Ethical and Evaluative Use

Should You Use Artificial Intelligence to Write Your College Essays?

How to Cite AI

If you choose to use generative AI tools for course assignments, you should give special attention to how you acknowledge and cite the output of those tools within your work. You should always check with your instructor before using AI for any coursework. 

With all things related to AI, the standards for citing AI-generated content are likely to change over the next few years. For now, some of the major style guides (i.e., MLA and APA) have released some basic guidelines. Individual publishers may have their own approach to citing AI-generated content. 

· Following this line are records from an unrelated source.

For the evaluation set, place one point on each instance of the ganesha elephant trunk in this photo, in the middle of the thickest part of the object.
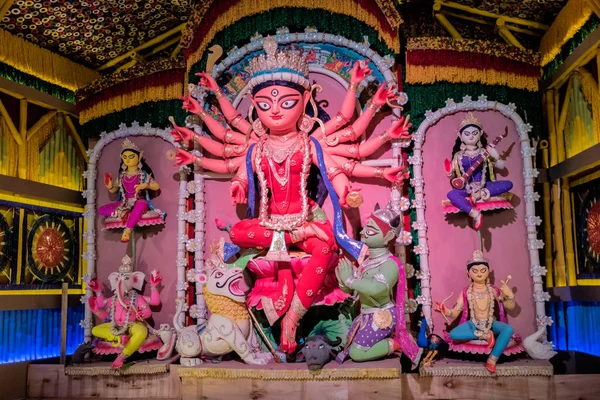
(120, 295)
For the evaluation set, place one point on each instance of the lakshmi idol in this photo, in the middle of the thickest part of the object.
(279, 145)
(472, 167)
(476, 307)
(132, 187)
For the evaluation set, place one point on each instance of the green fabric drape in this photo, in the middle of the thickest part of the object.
(568, 48)
(579, 127)
(296, 20)
(13, 74)
(157, 113)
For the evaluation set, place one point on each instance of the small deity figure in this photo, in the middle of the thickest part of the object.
(380, 329)
(279, 144)
(472, 170)
(133, 198)
(126, 310)
(477, 305)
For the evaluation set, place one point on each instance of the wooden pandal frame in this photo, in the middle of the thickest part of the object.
(504, 25)
(557, 195)
(23, 137)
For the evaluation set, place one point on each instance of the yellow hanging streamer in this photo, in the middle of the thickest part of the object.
(567, 23)
(43, 64)
(427, 74)
(12, 150)
(33, 148)
(137, 97)
(246, 8)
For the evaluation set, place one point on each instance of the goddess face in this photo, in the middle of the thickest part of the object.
(479, 273)
(280, 107)
(470, 135)
(130, 158)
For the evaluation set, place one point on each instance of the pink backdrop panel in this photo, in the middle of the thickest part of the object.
(504, 233)
(218, 204)
(156, 247)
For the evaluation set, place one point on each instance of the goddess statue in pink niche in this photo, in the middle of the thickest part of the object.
(480, 331)
(471, 170)
(296, 166)
(133, 206)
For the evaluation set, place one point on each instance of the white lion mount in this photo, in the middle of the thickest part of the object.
(530, 197)
(229, 327)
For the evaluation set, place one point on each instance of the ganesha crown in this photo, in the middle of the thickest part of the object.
(126, 265)
(278, 65)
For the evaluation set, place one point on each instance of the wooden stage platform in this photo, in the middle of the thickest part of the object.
(233, 380)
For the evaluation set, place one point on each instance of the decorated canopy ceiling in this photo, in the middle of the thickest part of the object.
(93, 32)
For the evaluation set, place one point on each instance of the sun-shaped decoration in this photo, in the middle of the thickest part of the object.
(50, 249)
(593, 229)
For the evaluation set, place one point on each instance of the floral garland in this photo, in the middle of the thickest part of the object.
(226, 12)
(482, 332)
(568, 22)
(286, 223)
(474, 46)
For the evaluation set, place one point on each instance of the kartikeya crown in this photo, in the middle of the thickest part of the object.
(278, 65)
(470, 120)
(129, 145)
(477, 259)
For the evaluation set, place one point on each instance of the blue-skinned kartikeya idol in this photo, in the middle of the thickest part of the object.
(476, 307)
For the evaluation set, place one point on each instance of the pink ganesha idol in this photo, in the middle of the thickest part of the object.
(133, 206)
(127, 331)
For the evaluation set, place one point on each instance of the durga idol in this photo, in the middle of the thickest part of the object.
(279, 145)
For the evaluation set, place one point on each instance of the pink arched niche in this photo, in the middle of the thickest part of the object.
(451, 240)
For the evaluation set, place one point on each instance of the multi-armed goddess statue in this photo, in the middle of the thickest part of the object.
(280, 144)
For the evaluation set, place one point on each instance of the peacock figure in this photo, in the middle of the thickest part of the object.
(433, 343)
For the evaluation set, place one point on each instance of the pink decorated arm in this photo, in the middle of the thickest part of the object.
(231, 114)
(359, 72)
(155, 280)
(336, 175)
(354, 169)
(229, 166)
(354, 131)
(398, 130)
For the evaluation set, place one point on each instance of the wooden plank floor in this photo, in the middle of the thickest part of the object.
(50, 381)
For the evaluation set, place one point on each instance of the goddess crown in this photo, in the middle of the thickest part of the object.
(129, 145)
(470, 120)
(477, 259)
(278, 65)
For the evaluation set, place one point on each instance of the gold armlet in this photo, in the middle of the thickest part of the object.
(235, 121)
(373, 107)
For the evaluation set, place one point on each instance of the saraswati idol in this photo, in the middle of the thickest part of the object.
(280, 146)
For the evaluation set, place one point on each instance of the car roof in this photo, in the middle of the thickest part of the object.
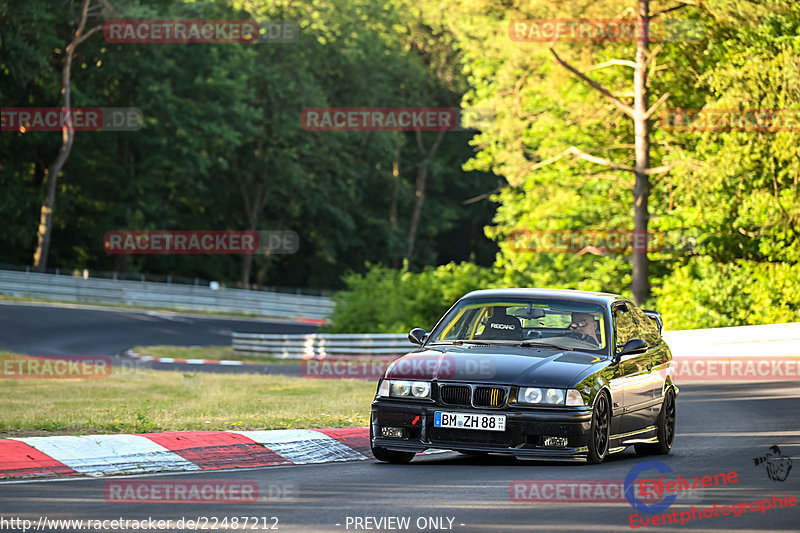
(600, 298)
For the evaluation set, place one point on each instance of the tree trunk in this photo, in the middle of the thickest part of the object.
(419, 192)
(253, 202)
(640, 285)
(45, 229)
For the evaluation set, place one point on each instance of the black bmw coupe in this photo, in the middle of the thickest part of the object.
(534, 373)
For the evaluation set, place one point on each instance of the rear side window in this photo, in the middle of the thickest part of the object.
(650, 329)
(624, 325)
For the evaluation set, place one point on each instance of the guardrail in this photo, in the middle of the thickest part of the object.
(162, 295)
(321, 345)
(744, 341)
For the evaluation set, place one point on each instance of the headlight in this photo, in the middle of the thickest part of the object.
(401, 388)
(535, 395)
(530, 395)
(574, 398)
(404, 389)
(555, 396)
(421, 389)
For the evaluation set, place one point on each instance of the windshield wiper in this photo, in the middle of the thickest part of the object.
(543, 345)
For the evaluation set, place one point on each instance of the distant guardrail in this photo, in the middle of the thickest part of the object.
(162, 295)
(322, 345)
(735, 342)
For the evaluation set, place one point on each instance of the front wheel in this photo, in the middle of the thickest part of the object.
(666, 429)
(601, 426)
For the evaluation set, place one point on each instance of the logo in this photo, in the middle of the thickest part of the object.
(631, 495)
(603, 30)
(727, 120)
(200, 242)
(60, 367)
(200, 31)
(378, 119)
(778, 465)
(204, 492)
(26, 119)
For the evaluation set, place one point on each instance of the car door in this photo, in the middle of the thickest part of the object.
(659, 357)
(635, 369)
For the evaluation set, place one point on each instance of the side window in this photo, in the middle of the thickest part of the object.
(624, 325)
(650, 329)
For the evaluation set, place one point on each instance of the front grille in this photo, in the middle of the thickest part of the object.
(489, 397)
(455, 394)
(468, 436)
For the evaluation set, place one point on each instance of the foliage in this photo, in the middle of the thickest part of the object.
(387, 300)
(707, 294)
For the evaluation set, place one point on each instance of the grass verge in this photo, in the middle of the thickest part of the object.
(139, 401)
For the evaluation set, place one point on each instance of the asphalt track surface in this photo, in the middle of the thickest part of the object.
(720, 428)
(50, 330)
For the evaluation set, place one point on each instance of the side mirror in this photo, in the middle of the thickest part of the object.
(417, 336)
(632, 346)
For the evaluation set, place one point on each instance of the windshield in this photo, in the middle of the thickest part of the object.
(566, 325)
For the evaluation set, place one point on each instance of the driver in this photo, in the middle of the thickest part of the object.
(586, 325)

Here are some basic ideas that apply to citing AI generated content, no matter which citation style you're using:

  • Do cite or acknowledge the outputs of generative AI tools when you use them in your work. This includes direct quotations and paraphrasing, as well as using it for editing, translating, idea generation, data processing, and etc. 
  • Do not use sources that are cited by AI tools without checking out those sources yourself. There are two different reasons for this:
    • Generative AI tools can create fake citations.
    • These tools may cite a real piece of writing, but the cited content may be inaccurate. 
  • Be flexible in your approach to citing AI-generated content. Emerging guidelines will always lag behind the current state of technology, and the way that technology is applied. If you are unsure of how to cite something, include a note in your text that describes how you used a certain AI tool. 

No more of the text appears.